Apesar de não se considerar religioso, mas "espirituoso", ele conta que escolheu o nome em homenagem a Jesus Cristo, além de combinar com o seu sobrenome. Depois desse processo, o auxiliar de serviços gerais passou pelo menos quatro anos buscando retificar suas documentações, mas nunca teve êxito.

Identidades legitimadas: caminhos que se cruzam e se abrem

Jesus da Silva encontrou a possibilidade de realizar o seu desejo quando descobriu que ocorreria o mutirão da Defensoria Pública do Ceará (DPCE). Foi quando a sua história se cruzou com a de Emily e com outras pessoas que ansiavam, algumas até por anos, apresentar um documento que legitimasse a forma como querem ser chamadas. 

"Estou sentindo um misto de emoções positivas. A retificação para mim está sendo um sonho, assim como para os demais. Estou muito grato também a todas as equipes da Defensoria, como também às Mães da Resistência e em especial à Gioconda e ao seu Irapuan, porque sem eles nada disso estaria sendo possível a mim e a todos", disse Jesus, falando sobre pessoas e entidades que o auxiliaram no processo. 

Emily Braz compartilha um sentimento parecido. "Hoje eu pude pegar minha nova certidão, minha nova identidade. Ainda não caiu a ficha de que isso tudo aconteceu. Foi tão incrível. Tá sendo tão incrível", afirmou a jovem, que agora não vai mais se sentir constrangida e poderá se apresentar como quem de fato é.

A história dos dois jovens também se cruzou com a de Fran Costa de Castro, que esteve nos bastidores da organização do projeto e ao mesmo tempo ao lado dos beneficiados. Isso porque ela, que é colaboradora da Assessoria de Relacionamento Institucional (Arins), da DPCE, também retificou documentos no mutirão.

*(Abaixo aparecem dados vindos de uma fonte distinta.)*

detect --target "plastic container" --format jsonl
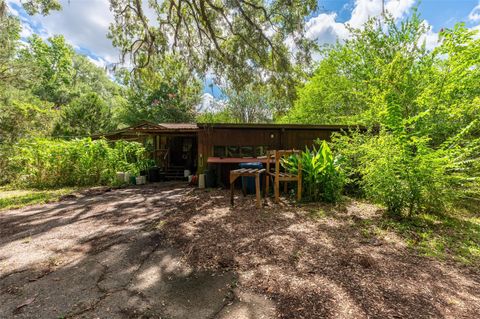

Representante, que tem 38 anos, conta que nunca teve "gana" de tentar o processo porque para realizá-lo é preciso apresentar diversas certidões. Etapas, além de custarem "tempo", custam "dinheiro", que para muitos é o que mais inviabiliza a retificação.

"O mutirão (da Defensoria) é um facilitador de processo porque existe uma equipe que está empenhada em reunir essas documentações. Existe um trabalho feito pelo mutirão, pelas pessoas que fazem o mutirão, que e muito benéfico para gente, porque corre atrás dessas certidões", explica.

 

Ela aproveitou o momento e se juntou às centenas de pessoas que buscavam pela garantia do direito. Ao passo que atuava para facilitar os caminhos dos demais beneficiados, Fran também terminou o dia com uma certidão de nascimento que a permitirá se apresentar sem ser constrangida. 

"Agora não há desculpa (para lugares não aceitarem documentação). Poder andar com o RG que tem seu nome, poder chegar num estabelecimento de saúde, de educação e apresentar esses documentos e esse documento estar na chamada, e esse nome estar no cartão do seu banco. Simbolicamente é muito importante, é muito revolucionário", comemorou a representante, sobre a sensação de ser uma das vidas travestis beneficiadas.

No fim do dia, o sentimento de Fran variava entre o cansaço de quem deu a mão para ajudar o outro e a alegria de quem foi auxiliada. "Estou muito cansada, mas até o presente momento eu tô muito emocionada, eu tô muito feliz", desabafou, afirmando não saber descrever a sensação.